Vince Cable to announce 'wide-ranging' consultation into corporate governance
Vince Cable is expected to announce a 'wide-ranging' consultation into corporate governance today, following warnings that the industry could be heading for a “train crash” if it continues to award staff huge bonuses while refusing to lend money to businesses.
On the closing day of the Liberal Democrat party conference in Liverpool, the Business Secretary will launch an outspoken attack on City greed and self interest as he seeks to calm fears over the direction that the coalition government is taking.
After talking about "murky" corporate practices that threaten UK firms, he will announce a consultation into issues ranging from executive pay, the role of directors and investors during takeover battles and how shareholder influence over corporate decision making could be increased. The aim is to explore what drives market short-termism in a bid to improve current business behaviour.
"The government's agenda is not one of laissez-faire," Cable will insist. "Why should good companies be destroyed by short-term investors looking for a speculative killing, while their accomplices in the City make fat fees? Why do directors forget their wider duties when a fat cheque is waved before them?"

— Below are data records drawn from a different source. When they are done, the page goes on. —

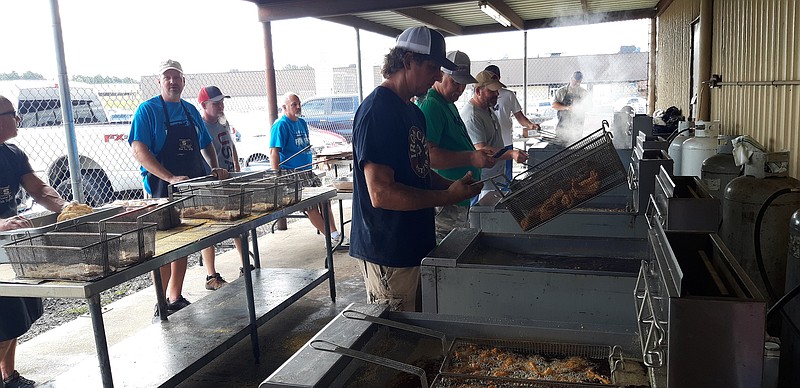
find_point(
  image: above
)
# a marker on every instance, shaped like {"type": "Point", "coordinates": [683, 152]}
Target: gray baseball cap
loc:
{"type": "Point", "coordinates": [461, 73]}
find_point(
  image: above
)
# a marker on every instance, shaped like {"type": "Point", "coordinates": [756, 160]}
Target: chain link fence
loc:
{"type": "Point", "coordinates": [102, 113]}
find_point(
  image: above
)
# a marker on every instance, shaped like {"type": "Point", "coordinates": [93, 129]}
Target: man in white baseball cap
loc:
{"type": "Point", "coordinates": [394, 189]}
{"type": "Point", "coordinates": [451, 150]}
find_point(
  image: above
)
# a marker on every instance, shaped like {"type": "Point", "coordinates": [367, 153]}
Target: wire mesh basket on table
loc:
{"type": "Point", "coordinates": [525, 360]}
{"type": "Point", "coordinates": [574, 175]}
{"type": "Point", "coordinates": [137, 239]}
{"type": "Point", "coordinates": [272, 192]}
{"type": "Point", "coordinates": [65, 256]}
{"type": "Point", "coordinates": [164, 215]}
{"type": "Point", "coordinates": [216, 203]}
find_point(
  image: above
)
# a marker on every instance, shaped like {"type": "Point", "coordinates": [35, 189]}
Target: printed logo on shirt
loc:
{"type": "Point", "coordinates": [418, 152]}
{"type": "Point", "coordinates": [185, 145]}
{"type": "Point", "coordinates": [5, 194]}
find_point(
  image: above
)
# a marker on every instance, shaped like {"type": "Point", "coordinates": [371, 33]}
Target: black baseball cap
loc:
{"type": "Point", "coordinates": [423, 40]}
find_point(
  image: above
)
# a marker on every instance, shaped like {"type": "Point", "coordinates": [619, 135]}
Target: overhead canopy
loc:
{"type": "Point", "coordinates": [390, 17]}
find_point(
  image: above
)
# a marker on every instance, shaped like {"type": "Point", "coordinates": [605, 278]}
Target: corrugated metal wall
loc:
{"type": "Point", "coordinates": [753, 40]}
{"type": "Point", "coordinates": [673, 55]}
{"type": "Point", "coordinates": [756, 40]}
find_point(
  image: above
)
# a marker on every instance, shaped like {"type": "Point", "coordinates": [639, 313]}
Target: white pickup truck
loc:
{"type": "Point", "coordinates": [106, 162]}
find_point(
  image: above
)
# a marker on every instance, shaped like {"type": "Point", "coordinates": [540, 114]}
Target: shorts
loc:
{"type": "Point", "coordinates": [397, 287]}
{"type": "Point", "coordinates": [309, 179]}
{"type": "Point", "coordinates": [449, 218]}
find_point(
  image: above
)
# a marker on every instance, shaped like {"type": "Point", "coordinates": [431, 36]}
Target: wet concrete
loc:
{"type": "Point", "coordinates": [51, 354]}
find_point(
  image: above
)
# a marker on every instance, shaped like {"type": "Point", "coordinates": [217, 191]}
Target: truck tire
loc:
{"type": "Point", "coordinates": [97, 189]}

The speech follows warnings by Cable at a fringe meeting at the party conference yesterday that banks would likely find themselves on the receiving end of an "enormous kick-back" from politicians who would go on the "war path" unless they increased current low lending levels.
His comments coincided with fresh data from the Bank of England that showed lending to businesses dropped by £2.5bn in July, the fifth consecutive month of such falls. The figure compared with a £3.2bn reduction in June, but small companies continued to bear the brunt of the credit squeeze.
If the situation did not change, however, Cable suggested that the government could take tougher steps, including an increase in the banking levy imposed on large organisations in the budget, which is expected to raise £8bn over the next five years. Other possible "sticks" included introducing a bank transaction tax, but deciding on whether to go down that route would "partly depend on how the banks behave", Cable said.